オスプレイ情報戦 配備ありきで納得できない

 米軍と海兵隊の幹部が最近、インタビューなどに応じ、10月に普天間飛行場での本格運用を目指している垂直離着陸輸送機MV22オスプレイの安全性を強調している。
 デンプシー統合参謀本部議長は「人口の多い地域の近くでも安全運用できると保証したい」と強調し、エイモス米海兵隊総司令官は「事故率は他機種と比べても低い」と述べた。根拠をまともに示さず、何と厚かましい発言だろう。

 さらにグラッグ在沖米四軍調整官は共同通信のインタビューに対し、死者や200万ドル以上の損害が出た「クラスA」の10万飛行時間当たりの事故率でオスプレイがほかの米軍機と比べて低い部類に入ると指摘し「最も安全な航空機を開発できた」と胸を張った。
 しかし事故率が低いという主張はすでに破綻している。
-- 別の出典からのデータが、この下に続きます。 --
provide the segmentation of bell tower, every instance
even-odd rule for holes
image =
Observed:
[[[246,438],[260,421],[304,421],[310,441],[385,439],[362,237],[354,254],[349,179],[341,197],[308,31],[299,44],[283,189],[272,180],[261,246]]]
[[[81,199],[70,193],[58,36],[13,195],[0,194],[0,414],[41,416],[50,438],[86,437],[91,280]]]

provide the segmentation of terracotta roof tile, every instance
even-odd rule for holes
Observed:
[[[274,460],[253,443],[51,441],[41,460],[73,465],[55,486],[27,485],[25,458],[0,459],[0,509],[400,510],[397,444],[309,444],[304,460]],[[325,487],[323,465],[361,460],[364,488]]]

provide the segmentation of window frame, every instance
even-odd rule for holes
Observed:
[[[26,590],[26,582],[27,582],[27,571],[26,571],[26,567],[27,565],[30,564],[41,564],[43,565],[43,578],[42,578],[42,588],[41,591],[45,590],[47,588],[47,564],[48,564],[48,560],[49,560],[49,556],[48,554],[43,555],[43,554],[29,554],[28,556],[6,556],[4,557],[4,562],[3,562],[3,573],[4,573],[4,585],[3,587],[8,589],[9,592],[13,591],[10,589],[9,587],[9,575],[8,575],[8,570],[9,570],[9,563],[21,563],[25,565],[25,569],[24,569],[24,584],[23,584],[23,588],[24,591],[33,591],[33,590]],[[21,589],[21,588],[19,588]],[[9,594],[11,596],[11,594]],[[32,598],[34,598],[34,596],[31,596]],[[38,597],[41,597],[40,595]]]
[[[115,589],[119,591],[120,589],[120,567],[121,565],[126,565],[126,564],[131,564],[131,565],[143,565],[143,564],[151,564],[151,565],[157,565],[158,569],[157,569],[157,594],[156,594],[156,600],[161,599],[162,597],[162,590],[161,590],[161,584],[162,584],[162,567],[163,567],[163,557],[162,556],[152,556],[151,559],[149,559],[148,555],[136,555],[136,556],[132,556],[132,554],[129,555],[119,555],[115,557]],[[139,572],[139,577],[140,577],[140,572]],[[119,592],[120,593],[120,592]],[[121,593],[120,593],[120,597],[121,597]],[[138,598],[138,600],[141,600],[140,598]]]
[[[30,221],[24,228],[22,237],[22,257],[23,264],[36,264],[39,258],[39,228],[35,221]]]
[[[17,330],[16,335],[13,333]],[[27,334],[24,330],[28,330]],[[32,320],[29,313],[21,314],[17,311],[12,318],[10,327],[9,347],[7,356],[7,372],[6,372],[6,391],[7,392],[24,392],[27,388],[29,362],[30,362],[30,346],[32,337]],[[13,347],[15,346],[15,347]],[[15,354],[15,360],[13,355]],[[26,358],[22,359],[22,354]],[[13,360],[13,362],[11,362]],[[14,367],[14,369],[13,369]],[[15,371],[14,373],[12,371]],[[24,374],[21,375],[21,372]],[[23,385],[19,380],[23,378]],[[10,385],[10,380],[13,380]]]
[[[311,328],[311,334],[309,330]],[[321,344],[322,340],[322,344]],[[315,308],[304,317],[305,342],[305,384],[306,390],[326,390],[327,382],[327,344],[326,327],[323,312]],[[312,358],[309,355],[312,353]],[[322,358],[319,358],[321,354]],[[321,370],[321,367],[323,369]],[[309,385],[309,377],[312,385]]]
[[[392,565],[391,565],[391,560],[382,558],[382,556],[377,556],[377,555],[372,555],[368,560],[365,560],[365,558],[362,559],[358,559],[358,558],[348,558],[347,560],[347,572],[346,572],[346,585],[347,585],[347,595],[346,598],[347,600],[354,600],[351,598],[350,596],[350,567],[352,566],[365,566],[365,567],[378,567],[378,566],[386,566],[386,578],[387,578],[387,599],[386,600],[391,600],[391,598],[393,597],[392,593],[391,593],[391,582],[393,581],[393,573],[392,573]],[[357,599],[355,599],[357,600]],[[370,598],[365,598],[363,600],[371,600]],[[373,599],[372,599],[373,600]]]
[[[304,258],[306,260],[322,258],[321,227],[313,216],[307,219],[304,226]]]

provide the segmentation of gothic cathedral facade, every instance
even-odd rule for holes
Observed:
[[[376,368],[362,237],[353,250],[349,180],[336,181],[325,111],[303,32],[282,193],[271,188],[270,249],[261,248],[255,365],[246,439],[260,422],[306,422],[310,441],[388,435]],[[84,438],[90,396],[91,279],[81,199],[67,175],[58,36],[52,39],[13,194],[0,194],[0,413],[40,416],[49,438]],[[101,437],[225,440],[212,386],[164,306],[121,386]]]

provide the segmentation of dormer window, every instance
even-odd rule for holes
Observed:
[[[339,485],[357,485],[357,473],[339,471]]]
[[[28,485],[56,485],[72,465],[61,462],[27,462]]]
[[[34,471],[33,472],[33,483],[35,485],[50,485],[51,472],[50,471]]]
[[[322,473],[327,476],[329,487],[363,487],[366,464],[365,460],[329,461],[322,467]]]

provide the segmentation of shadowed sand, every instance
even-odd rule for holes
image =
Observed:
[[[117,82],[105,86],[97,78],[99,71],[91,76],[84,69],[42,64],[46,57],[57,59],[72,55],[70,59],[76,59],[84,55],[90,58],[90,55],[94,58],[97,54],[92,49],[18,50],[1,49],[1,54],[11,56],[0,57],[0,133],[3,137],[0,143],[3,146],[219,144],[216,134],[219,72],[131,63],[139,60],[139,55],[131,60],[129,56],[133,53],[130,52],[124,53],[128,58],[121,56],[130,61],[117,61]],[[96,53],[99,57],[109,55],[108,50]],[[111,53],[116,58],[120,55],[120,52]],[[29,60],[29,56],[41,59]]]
海兵隊が今月公表したMV22の2001年10月から12年7月にかけて起きた中・小規模のクラスB、Cクラスの飛行場での発生や飛行中の事故率をみると、海兵隊の航空機の平均を上回っている。
 また海兵隊はクラスAの分類を当初は損害100万ドル以上としていたが、09年以降は200万ドル以上に変更し、事故率を低く見積もるよう工作していた。数合わせのようなことをして「安全だ」と言われても誰が信用するだろうか。県民を愚弄(ぐろう)するにもほどがある。
 モロッコの墜落事故について米側は「マニュアルに反した操縦ミスによる事故で、機体に問題はなかった」としている。しかし海兵隊側はフライトコンピューターが制御していたことを説明し「今回の場合、操縦士に権限がなく、操縦かんを引いても機体を制御する動作が伝達できない」とも言っている。これで機体に問題がないと言われ、誰が納得できよう。
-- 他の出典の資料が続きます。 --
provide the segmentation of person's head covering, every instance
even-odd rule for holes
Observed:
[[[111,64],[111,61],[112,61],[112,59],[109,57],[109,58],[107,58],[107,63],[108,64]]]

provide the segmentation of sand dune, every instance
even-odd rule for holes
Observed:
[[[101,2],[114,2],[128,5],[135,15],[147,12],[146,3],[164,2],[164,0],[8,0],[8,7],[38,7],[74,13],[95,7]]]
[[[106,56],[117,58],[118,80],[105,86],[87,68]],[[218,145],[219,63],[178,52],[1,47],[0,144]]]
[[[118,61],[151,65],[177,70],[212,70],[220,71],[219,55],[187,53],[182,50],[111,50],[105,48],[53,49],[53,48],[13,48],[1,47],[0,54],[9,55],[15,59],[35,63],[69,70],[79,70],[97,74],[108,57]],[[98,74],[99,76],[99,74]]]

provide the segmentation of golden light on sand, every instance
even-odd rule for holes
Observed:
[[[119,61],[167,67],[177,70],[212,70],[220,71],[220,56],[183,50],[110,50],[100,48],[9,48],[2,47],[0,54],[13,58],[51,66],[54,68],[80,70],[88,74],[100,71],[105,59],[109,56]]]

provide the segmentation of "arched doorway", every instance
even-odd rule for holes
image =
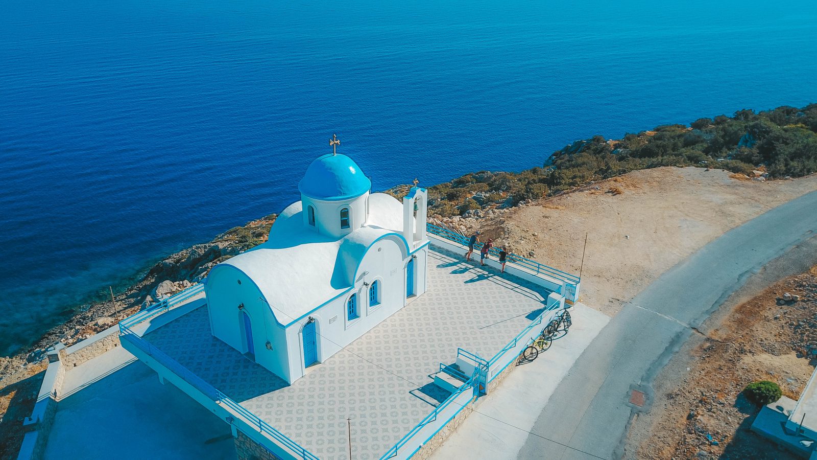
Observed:
[[[318,347],[315,333],[315,320],[310,320],[304,325],[303,331],[304,342],[304,367],[315,364],[318,361]]]
[[[414,258],[409,257],[406,264],[406,297],[414,295]]]
[[[244,337],[247,340],[247,354],[255,360],[255,344],[252,342],[252,322],[250,322],[250,316],[247,312],[241,312],[241,316],[244,320]]]

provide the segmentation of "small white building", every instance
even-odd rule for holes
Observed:
[[[426,192],[371,193],[344,155],[306,169],[269,241],[212,268],[212,335],[292,383],[426,291]]]

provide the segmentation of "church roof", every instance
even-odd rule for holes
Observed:
[[[385,193],[373,193],[368,200],[367,225],[334,239],[305,228],[301,201],[293,203],[275,220],[269,241],[219,265],[249,277],[278,322],[288,325],[346,292],[374,241],[390,235],[402,238],[395,235],[403,226],[400,201]]]
[[[372,188],[372,181],[357,163],[345,155],[328,153],[316,158],[298,183],[298,190],[316,200],[346,200]]]

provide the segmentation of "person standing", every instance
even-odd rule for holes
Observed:
[[[483,265],[485,264],[485,258],[488,257],[488,251],[493,247],[493,240],[489,238],[485,244],[482,245],[482,249],[480,250],[480,263]]]
[[[471,255],[474,252],[474,245],[480,242],[480,232],[474,232],[471,236],[471,239],[468,240],[468,252],[465,254],[465,259],[471,260]]]

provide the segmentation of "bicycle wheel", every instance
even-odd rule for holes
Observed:
[[[536,340],[536,343],[534,345],[539,349],[540,351],[545,351],[546,350],[551,348],[551,343],[552,341],[550,339],[539,337]]]
[[[536,359],[536,357],[539,355],[539,349],[534,345],[529,345],[528,348],[522,351],[522,359],[525,361],[533,361]]]
[[[570,312],[565,310],[562,313],[562,323],[565,324],[565,330],[567,331],[570,326],[573,326],[573,319],[570,318]]]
 人為的ミスだとしてもアフガニスタンのCV22の墜落事故はどう説明するのか。操縦していたのは指導員資格を持つ「空軍の中で最も経験豊富な優秀な人物」だった。指導的立場の操縦士が事故を起こすならば、米軍の操縦士の大半が「欠陥操縦士」ということにならないか。
 しかし、オスプレイについては米側の専門家から安全性への懸念が指摘されている。「安全」を強弁している場合ではないだろう。大事故を招く前に沖縄配備そのものを見直すべきだ。